Together with a number of youth and environmental organisations, we've secured external funding to deliver two projects over the next year, which will encourage young people to engage with the waterways.

The projects, both funded by the Cabinet Office, will help meet the commitment the Trust made at the end of 2013 to inspire and get young people involved in social action on the waterways.

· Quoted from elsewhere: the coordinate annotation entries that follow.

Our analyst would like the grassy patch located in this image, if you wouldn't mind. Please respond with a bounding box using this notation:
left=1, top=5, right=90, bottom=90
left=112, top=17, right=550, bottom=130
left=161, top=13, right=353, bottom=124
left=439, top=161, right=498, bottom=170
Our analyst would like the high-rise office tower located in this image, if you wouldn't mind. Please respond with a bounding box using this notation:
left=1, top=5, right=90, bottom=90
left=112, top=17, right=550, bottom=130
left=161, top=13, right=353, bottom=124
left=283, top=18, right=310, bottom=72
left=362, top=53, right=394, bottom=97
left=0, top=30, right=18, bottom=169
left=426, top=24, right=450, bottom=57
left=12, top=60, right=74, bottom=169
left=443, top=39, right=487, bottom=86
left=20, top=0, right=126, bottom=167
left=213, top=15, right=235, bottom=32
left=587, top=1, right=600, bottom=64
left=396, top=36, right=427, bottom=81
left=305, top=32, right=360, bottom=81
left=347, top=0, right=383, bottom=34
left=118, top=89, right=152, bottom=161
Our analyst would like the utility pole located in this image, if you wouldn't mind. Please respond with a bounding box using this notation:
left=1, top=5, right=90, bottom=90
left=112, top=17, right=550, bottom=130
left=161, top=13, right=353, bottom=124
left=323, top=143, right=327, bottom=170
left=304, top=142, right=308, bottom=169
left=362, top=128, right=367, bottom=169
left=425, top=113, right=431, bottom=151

The first initiative, funded through the Cabinet Office's Youth Social Action Journey Fund, and led by the National Council for Voluntary Youth Services (NCVYS) gets under way this spring and will be delivered by the Trust in partnership with the RSPB and the National Federation of Young Farmers Clubs.

Action Squads

The project will see four full-time facilitators employed to work on canal-focussed local ‘Action Squads'. Themselves young people, the facilitators will work alongside the Trust's volunteering teams and will recruit and support young people to set up their own waterways focused Action Squads. Responding to local needs, the social action could be anything from vegetation clearance, graffiti removal, litter picking, improving interpretation or creating new wildlife habitat.

Lucie Unsworth, national youth engagement manager at the Canal & River Trust, comments: "The Trust's aim is to increase the number of young people engaging with the waterways. It's very exciting to be working so closely with partners including the RSPB and National Federation of Young Farmers Clubs – each of which already have successful programmes which attract and engage with lots of young people. We will be able to learn so much from the work and experience they already have.”

Enthusiasm and new ideas

The second Cabinet Office funded project (from its Vulnerable & Disengaged Young People's Fund) is also a year-long partnership project. Led by vInspired, the initiative will run until March 2015.

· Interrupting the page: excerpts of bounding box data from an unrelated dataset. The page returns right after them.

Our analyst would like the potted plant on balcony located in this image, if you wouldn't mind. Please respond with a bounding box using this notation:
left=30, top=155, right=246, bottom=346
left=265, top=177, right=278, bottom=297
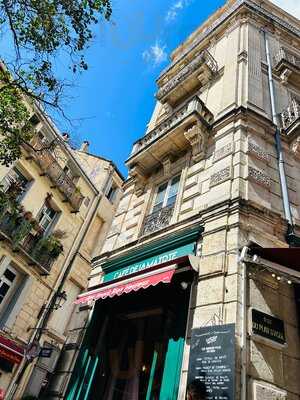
left=35, top=230, right=65, bottom=260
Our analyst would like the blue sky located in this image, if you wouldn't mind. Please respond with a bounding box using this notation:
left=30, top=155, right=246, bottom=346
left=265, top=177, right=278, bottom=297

Two consecutive groups of young people will work with the Trust four days a week for six months –30 people over the year. Working across the Trust's Central Shires waterway, the young people will again lead social action activities that will count towards a ‘Level 2' accredited City & Guilds qualification in conservation.

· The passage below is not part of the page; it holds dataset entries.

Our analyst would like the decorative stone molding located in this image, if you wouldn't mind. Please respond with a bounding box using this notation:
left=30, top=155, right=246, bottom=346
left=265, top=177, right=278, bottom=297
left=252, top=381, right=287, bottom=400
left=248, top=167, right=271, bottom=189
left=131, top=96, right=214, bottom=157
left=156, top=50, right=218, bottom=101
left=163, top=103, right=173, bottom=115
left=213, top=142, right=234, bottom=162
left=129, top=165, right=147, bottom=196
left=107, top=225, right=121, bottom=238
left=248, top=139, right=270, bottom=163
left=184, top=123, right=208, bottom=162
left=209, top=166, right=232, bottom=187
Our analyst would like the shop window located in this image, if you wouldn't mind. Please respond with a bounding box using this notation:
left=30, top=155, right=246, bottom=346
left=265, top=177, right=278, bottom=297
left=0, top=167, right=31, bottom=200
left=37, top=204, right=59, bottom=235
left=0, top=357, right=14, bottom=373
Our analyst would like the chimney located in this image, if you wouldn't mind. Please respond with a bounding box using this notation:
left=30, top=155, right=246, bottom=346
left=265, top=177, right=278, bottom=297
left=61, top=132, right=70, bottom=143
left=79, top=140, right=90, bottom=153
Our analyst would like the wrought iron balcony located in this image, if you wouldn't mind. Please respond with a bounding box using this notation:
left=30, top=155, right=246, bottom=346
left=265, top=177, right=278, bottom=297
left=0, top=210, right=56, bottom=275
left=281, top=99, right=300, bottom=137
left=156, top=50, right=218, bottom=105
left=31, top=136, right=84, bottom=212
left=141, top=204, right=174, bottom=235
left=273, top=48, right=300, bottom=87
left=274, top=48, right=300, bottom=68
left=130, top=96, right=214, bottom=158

Lucie continues: “It is really great to be delivering towards our Step Up To Serve Pledge which recognises that the waterways need to attract and engage with more young people. Together the projects will attract many scores of young people to join us over the next year and hopefully beyond. We'll very much benefit from their enthusiasm and new ideas. In return I hope we can give them new skills and the start of a life-long appreciation for the waterways.”